Canada is a relatively tolerant and civilized place, but you would not guess that from the publications being put out by the University of Toronto 


People pass University College at the University of Toronto, in 2011.Tyler Anderson/National Post





May 29, 2020

3:27 PM EDT


This column is written for all those who feel oppressed by political correctness in Canada. It is prompted by my wife Barbara giving me the magazines sent to alumni of University College (UC) at the University of Toronto and by the University of Toronto itself, each quarter. I receive a sprinkling of information from the universities where I graduated (Carleton, Laval and McGill) and from some that kindly gave me honorary degrees, but I have never seen anything like this.


The college alumni magazine identifies three contributors of whom one describes herself as “a peace and love hippie with a dream of doing a meditation retreat at Zen master Thich Nhat Hanh’s Plum Village Monastery in southern France,” and the second is the former associate director of UC’s “centre for sexual diversity studies.” The piece of the incoming principal of the college focused on the widespread need for attention to “students struggling with mental health problems” and celebrated his college’s “iconicity … of diversity and inclusion.” He also dwelt upon the “uncomfortable iconicity” in referring to a creek that once flowed through the campus but is now entirely subterranean. “We need … to include Indigenous teachings, learners and scholars in our midst.… The river still cleanses this area and its ancient powers continue to flow despite attempts to submerge its force.” The principal of such a well-known university college should have a clearer idea of legitimate subjects of iconization.

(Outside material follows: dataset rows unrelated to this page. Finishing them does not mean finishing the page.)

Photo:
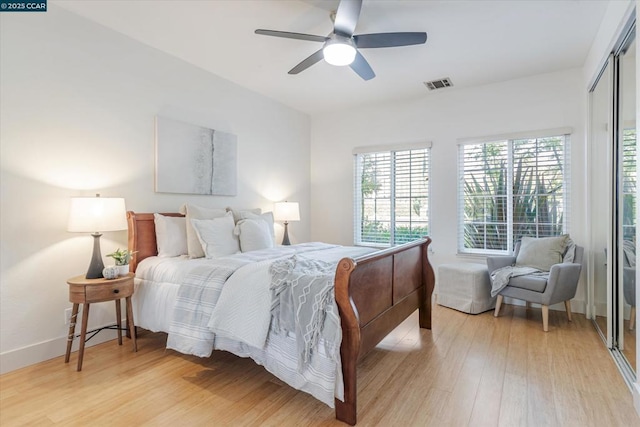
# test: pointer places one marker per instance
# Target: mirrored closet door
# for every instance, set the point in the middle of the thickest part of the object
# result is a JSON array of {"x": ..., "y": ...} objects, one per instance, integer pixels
[{"x": 612, "y": 206}]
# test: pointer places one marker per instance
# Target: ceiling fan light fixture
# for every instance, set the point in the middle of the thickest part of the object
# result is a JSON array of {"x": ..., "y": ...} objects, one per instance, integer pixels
[{"x": 339, "y": 51}]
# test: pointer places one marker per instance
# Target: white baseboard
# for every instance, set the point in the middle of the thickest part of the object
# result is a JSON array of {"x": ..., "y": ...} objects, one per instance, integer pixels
[
  {"x": 36, "y": 353},
  {"x": 635, "y": 390}
]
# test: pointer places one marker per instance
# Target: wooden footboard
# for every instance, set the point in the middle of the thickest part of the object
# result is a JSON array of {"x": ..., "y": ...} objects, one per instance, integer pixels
[{"x": 375, "y": 293}]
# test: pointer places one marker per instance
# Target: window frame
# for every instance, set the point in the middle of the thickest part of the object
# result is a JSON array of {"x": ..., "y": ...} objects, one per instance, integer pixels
[
  {"x": 509, "y": 139},
  {"x": 391, "y": 150}
]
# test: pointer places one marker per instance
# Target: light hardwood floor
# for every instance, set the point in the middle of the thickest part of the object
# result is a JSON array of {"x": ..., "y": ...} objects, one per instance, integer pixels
[{"x": 467, "y": 371}]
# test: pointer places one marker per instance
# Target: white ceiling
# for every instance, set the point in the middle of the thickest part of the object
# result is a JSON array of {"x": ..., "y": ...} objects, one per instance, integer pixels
[{"x": 471, "y": 42}]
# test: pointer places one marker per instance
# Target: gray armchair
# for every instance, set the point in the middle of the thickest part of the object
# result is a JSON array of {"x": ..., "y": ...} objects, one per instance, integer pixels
[{"x": 561, "y": 285}]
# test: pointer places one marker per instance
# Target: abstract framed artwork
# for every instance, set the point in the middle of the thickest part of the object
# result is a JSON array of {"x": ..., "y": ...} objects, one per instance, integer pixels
[{"x": 192, "y": 159}]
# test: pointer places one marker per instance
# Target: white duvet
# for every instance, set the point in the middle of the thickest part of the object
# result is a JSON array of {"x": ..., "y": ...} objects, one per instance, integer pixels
[{"x": 239, "y": 321}]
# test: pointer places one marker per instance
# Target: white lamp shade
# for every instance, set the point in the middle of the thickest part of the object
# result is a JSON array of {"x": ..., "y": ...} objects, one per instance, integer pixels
[
  {"x": 339, "y": 53},
  {"x": 96, "y": 214},
  {"x": 286, "y": 211}
]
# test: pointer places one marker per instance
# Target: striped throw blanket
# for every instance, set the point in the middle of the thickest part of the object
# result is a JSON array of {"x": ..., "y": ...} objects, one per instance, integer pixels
[{"x": 303, "y": 303}]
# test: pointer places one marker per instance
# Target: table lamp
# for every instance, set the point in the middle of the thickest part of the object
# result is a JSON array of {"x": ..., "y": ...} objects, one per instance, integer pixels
[
  {"x": 95, "y": 215},
  {"x": 286, "y": 211}
]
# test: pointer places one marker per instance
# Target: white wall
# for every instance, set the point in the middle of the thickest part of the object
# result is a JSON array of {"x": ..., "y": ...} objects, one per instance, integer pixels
[
  {"x": 77, "y": 114},
  {"x": 535, "y": 103}
]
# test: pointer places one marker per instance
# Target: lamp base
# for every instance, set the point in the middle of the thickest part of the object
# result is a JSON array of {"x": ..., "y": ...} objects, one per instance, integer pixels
[
  {"x": 96, "y": 266},
  {"x": 285, "y": 238}
]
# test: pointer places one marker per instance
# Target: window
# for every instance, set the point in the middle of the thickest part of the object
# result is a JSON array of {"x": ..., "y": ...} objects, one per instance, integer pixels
[
  {"x": 510, "y": 188},
  {"x": 629, "y": 184},
  {"x": 391, "y": 203}
]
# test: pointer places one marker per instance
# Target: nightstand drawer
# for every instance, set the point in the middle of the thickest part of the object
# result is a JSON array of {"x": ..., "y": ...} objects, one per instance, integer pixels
[{"x": 108, "y": 292}]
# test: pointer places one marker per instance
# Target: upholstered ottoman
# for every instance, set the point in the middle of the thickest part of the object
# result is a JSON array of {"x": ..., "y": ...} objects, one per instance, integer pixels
[{"x": 465, "y": 287}]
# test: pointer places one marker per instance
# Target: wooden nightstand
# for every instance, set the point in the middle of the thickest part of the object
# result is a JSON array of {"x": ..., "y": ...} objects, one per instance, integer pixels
[{"x": 87, "y": 291}]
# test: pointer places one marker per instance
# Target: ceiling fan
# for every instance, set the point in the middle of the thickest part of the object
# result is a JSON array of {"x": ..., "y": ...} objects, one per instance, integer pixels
[{"x": 341, "y": 45}]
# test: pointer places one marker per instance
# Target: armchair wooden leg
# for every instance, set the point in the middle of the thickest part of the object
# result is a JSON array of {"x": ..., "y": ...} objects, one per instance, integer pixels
[
  {"x": 545, "y": 318},
  {"x": 567, "y": 305},
  {"x": 498, "y": 304}
]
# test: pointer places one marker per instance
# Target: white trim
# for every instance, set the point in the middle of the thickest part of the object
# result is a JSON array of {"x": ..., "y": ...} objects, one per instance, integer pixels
[
  {"x": 30, "y": 355},
  {"x": 517, "y": 135},
  {"x": 391, "y": 147}
]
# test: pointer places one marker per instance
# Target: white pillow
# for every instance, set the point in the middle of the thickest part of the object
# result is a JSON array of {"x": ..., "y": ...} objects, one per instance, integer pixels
[
  {"x": 194, "y": 247},
  {"x": 216, "y": 236},
  {"x": 238, "y": 214},
  {"x": 266, "y": 217},
  {"x": 254, "y": 234},
  {"x": 171, "y": 235}
]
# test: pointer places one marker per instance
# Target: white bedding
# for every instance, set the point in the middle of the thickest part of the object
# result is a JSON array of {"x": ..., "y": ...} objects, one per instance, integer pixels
[{"x": 240, "y": 321}]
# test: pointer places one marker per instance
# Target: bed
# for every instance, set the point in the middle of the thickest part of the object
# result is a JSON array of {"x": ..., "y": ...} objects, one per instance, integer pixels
[{"x": 374, "y": 293}]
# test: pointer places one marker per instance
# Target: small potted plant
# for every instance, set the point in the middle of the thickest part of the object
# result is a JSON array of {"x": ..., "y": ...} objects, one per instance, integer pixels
[{"x": 122, "y": 258}]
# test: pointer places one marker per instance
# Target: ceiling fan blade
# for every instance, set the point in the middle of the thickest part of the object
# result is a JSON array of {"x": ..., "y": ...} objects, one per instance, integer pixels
[
  {"x": 347, "y": 17},
  {"x": 288, "y": 35},
  {"x": 367, "y": 41},
  {"x": 362, "y": 67},
  {"x": 316, "y": 57}
]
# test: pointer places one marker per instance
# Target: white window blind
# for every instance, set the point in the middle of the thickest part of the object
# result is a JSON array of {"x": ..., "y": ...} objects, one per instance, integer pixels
[
  {"x": 629, "y": 183},
  {"x": 510, "y": 188},
  {"x": 391, "y": 203}
]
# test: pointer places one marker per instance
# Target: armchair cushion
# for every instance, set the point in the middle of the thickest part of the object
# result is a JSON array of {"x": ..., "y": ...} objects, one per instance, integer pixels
[
  {"x": 541, "y": 253},
  {"x": 530, "y": 282}
]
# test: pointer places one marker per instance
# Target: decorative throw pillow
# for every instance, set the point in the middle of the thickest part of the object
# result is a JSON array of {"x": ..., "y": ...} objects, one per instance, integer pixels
[
  {"x": 238, "y": 214},
  {"x": 198, "y": 212},
  {"x": 171, "y": 235},
  {"x": 254, "y": 234},
  {"x": 216, "y": 236},
  {"x": 541, "y": 253},
  {"x": 266, "y": 217}
]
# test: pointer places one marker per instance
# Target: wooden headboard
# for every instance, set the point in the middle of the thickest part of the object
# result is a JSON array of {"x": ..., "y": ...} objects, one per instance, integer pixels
[{"x": 142, "y": 236}]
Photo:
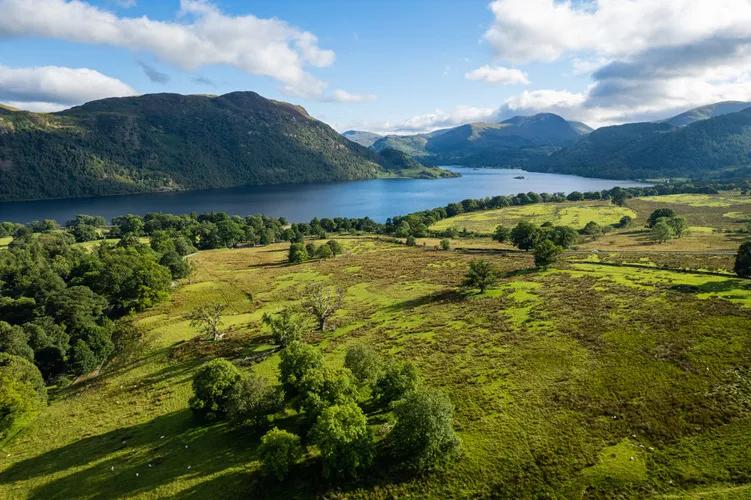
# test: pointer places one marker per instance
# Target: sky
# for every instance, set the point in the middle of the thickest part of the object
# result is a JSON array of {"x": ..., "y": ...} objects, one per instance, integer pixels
[{"x": 386, "y": 66}]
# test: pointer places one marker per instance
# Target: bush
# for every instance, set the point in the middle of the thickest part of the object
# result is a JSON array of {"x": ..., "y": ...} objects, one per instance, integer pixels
[
  {"x": 396, "y": 380},
  {"x": 213, "y": 388},
  {"x": 341, "y": 433},
  {"x": 278, "y": 451},
  {"x": 423, "y": 435},
  {"x": 743, "y": 260},
  {"x": 363, "y": 362}
]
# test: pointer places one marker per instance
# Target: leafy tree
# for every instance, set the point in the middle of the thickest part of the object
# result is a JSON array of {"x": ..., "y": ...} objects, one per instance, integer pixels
[
  {"x": 481, "y": 274},
  {"x": 661, "y": 232},
  {"x": 501, "y": 234},
  {"x": 659, "y": 214},
  {"x": 22, "y": 393},
  {"x": 364, "y": 363},
  {"x": 208, "y": 319},
  {"x": 251, "y": 402},
  {"x": 546, "y": 253},
  {"x": 395, "y": 381},
  {"x": 423, "y": 435},
  {"x": 295, "y": 361},
  {"x": 524, "y": 235},
  {"x": 322, "y": 302},
  {"x": 743, "y": 260},
  {"x": 286, "y": 326},
  {"x": 213, "y": 387},
  {"x": 279, "y": 451},
  {"x": 341, "y": 433}
]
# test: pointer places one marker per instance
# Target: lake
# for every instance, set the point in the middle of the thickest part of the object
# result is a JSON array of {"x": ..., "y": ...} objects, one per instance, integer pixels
[{"x": 377, "y": 198}]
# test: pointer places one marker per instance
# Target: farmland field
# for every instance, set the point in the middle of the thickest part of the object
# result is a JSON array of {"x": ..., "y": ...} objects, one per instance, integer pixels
[{"x": 608, "y": 375}]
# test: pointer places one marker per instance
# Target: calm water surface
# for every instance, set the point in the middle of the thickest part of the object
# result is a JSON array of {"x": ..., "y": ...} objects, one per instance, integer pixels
[{"x": 377, "y": 199}]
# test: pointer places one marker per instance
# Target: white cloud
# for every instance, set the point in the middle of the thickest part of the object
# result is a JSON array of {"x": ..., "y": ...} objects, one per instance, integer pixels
[
  {"x": 204, "y": 36},
  {"x": 51, "y": 88},
  {"x": 498, "y": 75}
]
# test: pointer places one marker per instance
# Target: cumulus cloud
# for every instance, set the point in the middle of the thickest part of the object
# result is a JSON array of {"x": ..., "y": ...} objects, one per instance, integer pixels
[
  {"x": 646, "y": 59},
  {"x": 498, "y": 75},
  {"x": 203, "y": 36},
  {"x": 51, "y": 88}
]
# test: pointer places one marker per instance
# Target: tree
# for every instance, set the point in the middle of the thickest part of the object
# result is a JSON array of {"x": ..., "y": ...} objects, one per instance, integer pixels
[
  {"x": 423, "y": 435},
  {"x": 661, "y": 232},
  {"x": 659, "y": 214},
  {"x": 279, "y": 451},
  {"x": 546, "y": 253},
  {"x": 286, "y": 326},
  {"x": 341, "y": 433},
  {"x": 251, "y": 402},
  {"x": 395, "y": 381},
  {"x": 322, "y": 302},
  {"x": 295, "y": 361},
  {"x": 501, "y": 234},
  {"x": 743, "y": 260},
  {"x": 481, "y": 274},
  {"x": 208, "y": 319},
  {"x": 22, "y": 393},
  {"x": 364, "y": 363},
  {"x": 213, "y": 387},
  {"x": 524, "y": 235}
]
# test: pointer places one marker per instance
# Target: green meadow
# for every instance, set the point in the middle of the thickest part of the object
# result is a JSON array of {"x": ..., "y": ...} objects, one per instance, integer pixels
[{"x": 605, "y": 376}]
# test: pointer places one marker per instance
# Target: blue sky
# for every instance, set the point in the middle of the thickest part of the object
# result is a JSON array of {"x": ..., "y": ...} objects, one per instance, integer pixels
[{"x": 385, "y": 65}]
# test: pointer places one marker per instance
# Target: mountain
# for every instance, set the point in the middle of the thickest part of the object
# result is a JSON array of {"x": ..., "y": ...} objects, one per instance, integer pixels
[
  {"x": 711, "y": 148},
  {"x": 512, "y": 142},
  {"x": 165, "y": 142},
  {"x": 361, "y": 137},
  {"x": 705, "y": 112}
]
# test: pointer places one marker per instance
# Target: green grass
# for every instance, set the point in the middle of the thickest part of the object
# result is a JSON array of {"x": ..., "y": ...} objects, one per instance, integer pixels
[
  {"x": 574, "y": 214},
  {"x": 589, "y": 379}
]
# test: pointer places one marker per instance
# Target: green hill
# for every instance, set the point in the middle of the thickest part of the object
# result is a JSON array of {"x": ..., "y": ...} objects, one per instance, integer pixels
[{"x": 166, "y": 142}]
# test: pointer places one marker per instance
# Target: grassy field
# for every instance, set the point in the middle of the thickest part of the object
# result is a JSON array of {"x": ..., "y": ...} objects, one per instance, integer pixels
[{"x": 605, "y": 376}]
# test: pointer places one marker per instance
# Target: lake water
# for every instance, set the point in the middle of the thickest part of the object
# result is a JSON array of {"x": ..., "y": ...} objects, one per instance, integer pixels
[{"x": 377, "y": 199}]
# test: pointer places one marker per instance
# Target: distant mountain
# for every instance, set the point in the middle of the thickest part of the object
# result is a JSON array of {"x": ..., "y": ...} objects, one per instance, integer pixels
[
  {"x": 163, "y": 142},
  {"x": 706, "y": 112},
  {"x": 512, "y": 142},
  {"x": 361, "y": 137},
  {"x": 710, "y": 148}
]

There was a tribute to my dear friend of more than 40 years, Supreme Court Justice Rosie Abella, winner of an award named after another old friend, the late Rose Wolfe (a former chancellor of U of T), both delightful women. Rosie referred to her belief as an under-graduate in “the perfectibility of the human condition, in progressive change, in excellence, in the symbiosis of reason and equity.” What she really meant and how she has amiably enacted it, is her fervent belief in practically every left-wing cause that does not oppress human rights: redistribution of money from people who had earned it to people who had not, reduction of the influence and status of individuals in favour of institutions purporting faithfully to enhance the welfare of the majority and a river of concessions and preferments to organized labour. By all means give Rosie an award, but not for elegiacal nonsense about the perfectibility of man through democratic Marxism. Next came a piece about a photographer who specialized in portraits of LGBTQ writers who “capture what’s essential.” (They were good photographs.) Then came the inevitable confession and repentance of Canada’s “ugly legacy of occupation and forced assimilation by settlers trying to extinguish the culture, rights and humanity of Indigenous peoples,” and the obligatory demonization of the residential schools system.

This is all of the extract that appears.